On 6 December 2024, Singh who was patrolling the complex by himself, was approached by Evan Rain and Judith Saulteaux who began to harass him, Rain at some point got enraged and grabbed a sawed-off shotgun. At 1:28 a.m. he approached Singh again and hit him several times in the head with the barrel of the shotgun, they then forced him into the stairwell where Saulteaux threw him down the stairs, and Rain then shot him in the back. First responders discovered Singh unconscious but alive they attempted to resuscitate him in the lobby but when they were unable to they took him to the hospital, however he ended up dying around 10 minutes later.

== Aftermath ==
Rain and Saulteaux were arrested the same day and were both charged with first degree murder on 11 December, their next court appearance was scheduled for 8 January 2025. Rain was then scheduled to go to court for a plea on 22 January.

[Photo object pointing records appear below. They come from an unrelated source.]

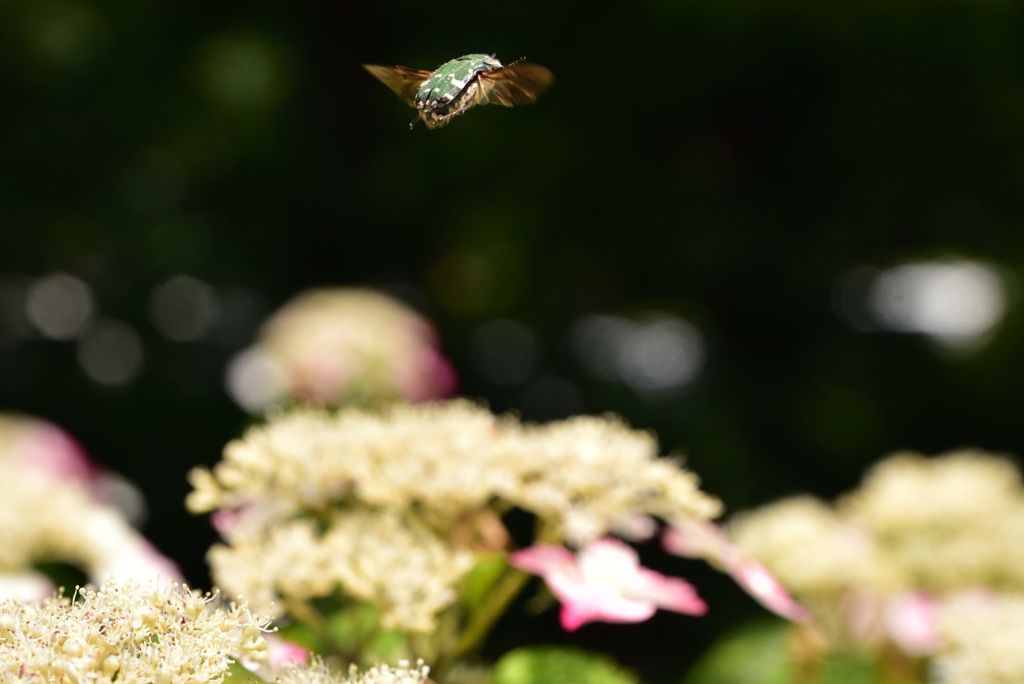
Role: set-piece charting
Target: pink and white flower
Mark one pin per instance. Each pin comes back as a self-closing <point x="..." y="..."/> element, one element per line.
<point x="706" y="540"/>
<point x="911" y="620"/>
<point x="604" y="582"/>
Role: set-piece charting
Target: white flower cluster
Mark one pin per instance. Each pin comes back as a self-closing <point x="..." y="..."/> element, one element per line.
<point x="390" y="506"/>
<point x="317" y="673"/>
<point x="129" y="633"/>
<point x="984" y="641"/>
<point x="936" y="524"/>
<point x="342" y="344"/>
<point x="904" y="559"/>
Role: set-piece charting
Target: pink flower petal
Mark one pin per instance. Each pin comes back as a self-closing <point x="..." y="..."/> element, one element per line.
<point x="765" y="589"/>
<point x="281" y="652"/>
<point x="541" y="558"/>
<point x="911" y="620"/>
<point x="669" y="593"/>
<point x="592" y="606"/>
<point x="708" y="541"/>
<point x="604" y="582"/>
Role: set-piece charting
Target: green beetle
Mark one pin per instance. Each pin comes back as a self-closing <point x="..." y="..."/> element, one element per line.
<point x="463" y="83"/>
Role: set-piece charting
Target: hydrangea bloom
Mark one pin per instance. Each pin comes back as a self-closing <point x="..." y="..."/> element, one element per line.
<point x="878" y="566"/>
<point x="331" y="345"/>
<point x="41" y="464"/>
<point x="604" y="582"/>
<point x="395" y="507"/>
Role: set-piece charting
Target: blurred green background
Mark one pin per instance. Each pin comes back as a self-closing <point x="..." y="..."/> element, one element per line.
<point x="731" y="170"/>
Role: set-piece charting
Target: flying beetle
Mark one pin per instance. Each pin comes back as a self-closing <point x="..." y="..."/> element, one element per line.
<point x="460" y="84"/>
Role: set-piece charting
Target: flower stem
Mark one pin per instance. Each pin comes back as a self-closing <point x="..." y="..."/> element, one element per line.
<point x="483" y="618"/>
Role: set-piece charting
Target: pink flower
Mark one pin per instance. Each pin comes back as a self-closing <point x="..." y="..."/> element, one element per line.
<point x="605" y="583"/>
<point x="708" y="541"/>
<point x="26" y="587"/>
<point x="283" y="653"/>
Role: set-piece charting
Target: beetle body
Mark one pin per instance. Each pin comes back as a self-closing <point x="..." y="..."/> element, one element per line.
<point x="453" y="88"/>
<point x="461" y="84"/>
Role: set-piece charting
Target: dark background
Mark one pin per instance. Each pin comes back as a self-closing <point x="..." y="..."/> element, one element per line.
<point x="724" y="161"/>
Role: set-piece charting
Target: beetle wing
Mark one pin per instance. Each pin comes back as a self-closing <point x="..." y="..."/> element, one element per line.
<point x="516" y="84"/>
<point x="404" y="82"/>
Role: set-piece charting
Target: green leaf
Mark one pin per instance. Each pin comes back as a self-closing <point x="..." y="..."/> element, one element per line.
<point x="302" y="634"/>
<point x="352" y="625"/>
<point x="239" y="675"/>
<point x="756" y="653"/>
<point x="555" y="665"/>
<point x="847" y="669"/>
<point x="387" y="646"/>
<point x="478" y="581"/>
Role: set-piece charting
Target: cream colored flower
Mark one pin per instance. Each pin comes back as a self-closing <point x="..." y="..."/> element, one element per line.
<point x="49" y="512"/>
<point x="326" y="346"/>
<point x="388" y="507"/>
<point x="810" y="549"/>
<point x="125" y="632"/>
<point x="317" y="673"/>
<point x="584" y="475"/>
<point x="984" y="638"/>
<point x="919" y="530"/>
<point x="945" y="523"/>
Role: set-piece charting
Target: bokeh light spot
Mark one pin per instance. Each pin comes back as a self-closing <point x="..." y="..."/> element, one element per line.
<point x="183" y="308"/>
<point x="111" y="352"/>
<point x="656" y="356"/>
<point x="504" y="351"/>
<point x="254" y="381"/>
<point x="59" y="305"/>
<point x="245" y="72"/>
<point x="956" y="303"/>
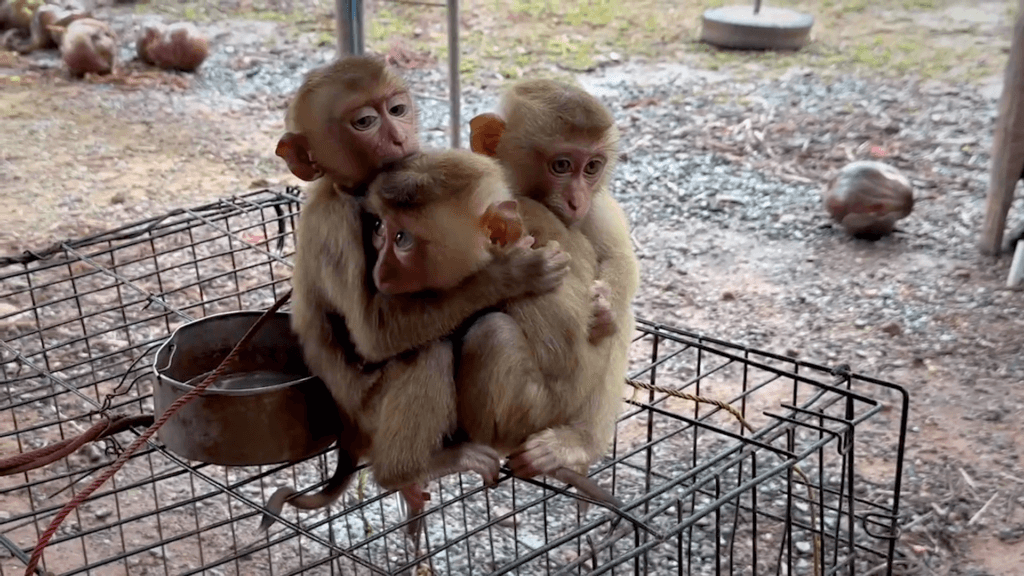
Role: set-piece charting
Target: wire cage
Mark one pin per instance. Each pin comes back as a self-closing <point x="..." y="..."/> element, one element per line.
<point x="811" y="487"/>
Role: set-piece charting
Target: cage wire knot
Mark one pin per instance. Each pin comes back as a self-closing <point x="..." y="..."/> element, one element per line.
<point x="37" y="553"/>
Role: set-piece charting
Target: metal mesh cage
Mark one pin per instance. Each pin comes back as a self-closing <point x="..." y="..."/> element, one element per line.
<point x="79" y="323"/>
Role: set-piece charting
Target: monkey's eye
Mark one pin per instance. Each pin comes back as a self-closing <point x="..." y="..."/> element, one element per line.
<point x="397" y="106"/>
<point x="402" y="240"/>
<point x="365" y="122"/>
<point x="561" y="166"/>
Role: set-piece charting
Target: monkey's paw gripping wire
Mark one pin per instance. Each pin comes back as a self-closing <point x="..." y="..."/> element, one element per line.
<point x="742" y="421"/>
<point x="44" y="539"/>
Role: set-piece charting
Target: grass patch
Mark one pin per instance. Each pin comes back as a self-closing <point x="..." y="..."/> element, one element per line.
<point x="513" y="38"/>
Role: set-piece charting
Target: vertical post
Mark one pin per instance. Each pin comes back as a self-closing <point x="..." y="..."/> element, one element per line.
<point x="348" y="14"/>
<point x="1008" y="145"/>
<point x="455" y="91"/>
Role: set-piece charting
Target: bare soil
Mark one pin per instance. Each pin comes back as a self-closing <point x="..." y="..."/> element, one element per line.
<point x="82" y="156"/>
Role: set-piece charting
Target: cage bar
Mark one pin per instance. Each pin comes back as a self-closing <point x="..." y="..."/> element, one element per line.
<point x="80" y="326"/>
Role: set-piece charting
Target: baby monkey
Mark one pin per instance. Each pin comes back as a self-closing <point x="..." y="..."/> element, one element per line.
<point x="522" y="370"/>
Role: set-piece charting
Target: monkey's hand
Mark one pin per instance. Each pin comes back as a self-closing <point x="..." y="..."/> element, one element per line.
<point x="602" y="318"/>
<point x="467" y="457"/>
<point x="547" y="451"/>
<point x="520" y="270"/>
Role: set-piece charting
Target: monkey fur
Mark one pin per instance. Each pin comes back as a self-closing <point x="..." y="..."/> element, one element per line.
<point x="178" y="46"/>
<point x="558" y="146"/>
<point x="39" y="35"/>
<point x="523" y="370"/>
<point x="348" y="120"/>
<point x="87" y="45"/>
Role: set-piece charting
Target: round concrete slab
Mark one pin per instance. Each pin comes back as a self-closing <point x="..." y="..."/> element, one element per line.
<point x="770" y="29"/>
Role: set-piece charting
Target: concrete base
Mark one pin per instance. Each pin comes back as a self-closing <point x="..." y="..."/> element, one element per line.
<point x="771" y="29"/>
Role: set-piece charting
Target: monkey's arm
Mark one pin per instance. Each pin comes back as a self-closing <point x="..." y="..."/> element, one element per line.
<point x="608" y="231"/>
<point x="383" y="326"/>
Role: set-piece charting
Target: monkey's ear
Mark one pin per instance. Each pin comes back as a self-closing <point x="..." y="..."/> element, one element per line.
<point x="295" y="150"/>
<point x="484" y="133"/>
<point x="502" y="222"/>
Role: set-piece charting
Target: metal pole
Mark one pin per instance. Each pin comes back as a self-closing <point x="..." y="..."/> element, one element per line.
<point x="348" y="14"/>
<point x="455" y="91"/>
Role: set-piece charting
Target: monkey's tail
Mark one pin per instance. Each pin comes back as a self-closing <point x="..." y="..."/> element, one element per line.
<point x="335" y="487"/>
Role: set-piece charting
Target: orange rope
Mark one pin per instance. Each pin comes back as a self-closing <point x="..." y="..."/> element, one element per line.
<point x="37" y="553"/>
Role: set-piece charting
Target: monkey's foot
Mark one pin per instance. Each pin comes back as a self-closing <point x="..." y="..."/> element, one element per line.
<point x="415" y="496"/>
<point x="602" y="319"/>
<point x="543" y="453"/>
<point x="416" y="501"/>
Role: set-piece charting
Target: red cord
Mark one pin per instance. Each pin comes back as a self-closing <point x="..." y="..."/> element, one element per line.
<point x="37" y="553"/>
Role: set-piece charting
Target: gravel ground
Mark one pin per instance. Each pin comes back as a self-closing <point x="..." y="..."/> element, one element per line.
<point x="721" y="182"/>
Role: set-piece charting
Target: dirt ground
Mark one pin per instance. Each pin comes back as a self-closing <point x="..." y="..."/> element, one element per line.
<point x="82" y="156"/>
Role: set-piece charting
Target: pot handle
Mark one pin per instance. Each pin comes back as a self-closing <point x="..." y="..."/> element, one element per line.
<point x="170" y="358"/>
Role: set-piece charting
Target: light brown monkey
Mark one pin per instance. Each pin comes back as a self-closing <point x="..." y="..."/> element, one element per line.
<point x="558" y="146"/>
<point x="347" y="121"/>
<point x="16" y="14"/>
<point x="41" y="36"/>
<point x="436" y="215"/>
<point x="15" y="18"/>
<point x="178" y="46"/>
<point x="87" y="45"/>
<point x="866" y="198"/>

Singh's killing also highlighted problems with the safety of security guards as they are often patrolling by themselves and unarmed.

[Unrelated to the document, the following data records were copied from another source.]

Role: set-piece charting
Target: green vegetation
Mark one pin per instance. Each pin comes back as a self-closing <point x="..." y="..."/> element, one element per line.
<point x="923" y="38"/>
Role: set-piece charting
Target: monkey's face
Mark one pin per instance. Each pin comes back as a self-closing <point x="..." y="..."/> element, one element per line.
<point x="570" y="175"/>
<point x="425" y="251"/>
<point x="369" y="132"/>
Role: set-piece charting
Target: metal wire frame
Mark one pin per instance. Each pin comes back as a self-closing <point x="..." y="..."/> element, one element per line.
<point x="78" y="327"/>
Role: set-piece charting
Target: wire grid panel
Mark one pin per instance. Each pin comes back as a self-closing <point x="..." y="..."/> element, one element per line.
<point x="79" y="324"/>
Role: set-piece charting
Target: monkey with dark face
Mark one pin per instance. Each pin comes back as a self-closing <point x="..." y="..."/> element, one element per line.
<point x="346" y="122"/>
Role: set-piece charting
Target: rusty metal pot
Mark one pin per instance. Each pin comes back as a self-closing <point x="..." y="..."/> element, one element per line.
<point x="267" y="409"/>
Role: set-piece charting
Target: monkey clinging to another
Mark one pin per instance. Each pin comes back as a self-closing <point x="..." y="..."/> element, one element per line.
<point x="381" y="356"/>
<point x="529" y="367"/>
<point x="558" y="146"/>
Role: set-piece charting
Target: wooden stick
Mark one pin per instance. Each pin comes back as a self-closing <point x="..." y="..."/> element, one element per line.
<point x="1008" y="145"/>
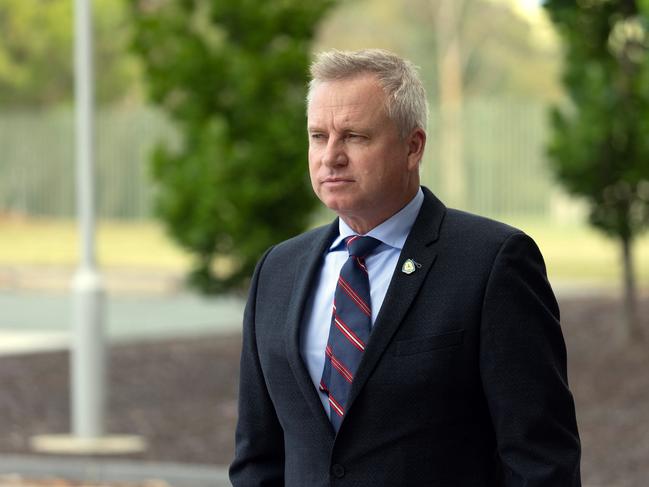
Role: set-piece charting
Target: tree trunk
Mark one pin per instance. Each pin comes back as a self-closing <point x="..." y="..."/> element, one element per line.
<point x="450" y="89"/>
<point x="634" y="329"/>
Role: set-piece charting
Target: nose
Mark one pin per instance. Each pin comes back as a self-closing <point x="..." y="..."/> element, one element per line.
<point x="334" y="153"/>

On 8 December a cousin of Singh, Gulzar Singh Nirman started a GoFundMe with its goal at $50,000 CAD, and in less than 24 hours the fundraiser raised $122,720 CAD. The fundraiser was started so Singh's family could bring his body back to India for burial.

On 12 December hundreds of people attended a vigil at NorQuest college to mourn and pay respect to Singh, the Alberta First Responders Association (AFRA) recognized Singh as an officer fallen in the line of duty. Three days later on 15 December the AFRA held a memorial service which had over 250 in attendance at the Edmonton Crematorium and Funeral Home.

On 20 December the apartment complex's owner Van Vuong was charged with breaking and entering after he entered a occupied suite. However the charges were later dropped on 26 December.

On 23 December two and half weeks after Singh's murder the city of Edmonton shut down the apartment complex citing 'serious health concerns' as their reason. Around 60 people including 25 children were evicted.

On 8 January 2025, Rain and Saulteaux were brought back into court, but Rain’s lawyer said he needed more time to review the case and they were scheduled to appear back in court on 22 January.

Despite their next court date being scheduled for 22 January, they appeared back on 13 March, both Rain and Saulteaux pleaded not guilty. Their preliminary hearing is scheduled to start on 10 July.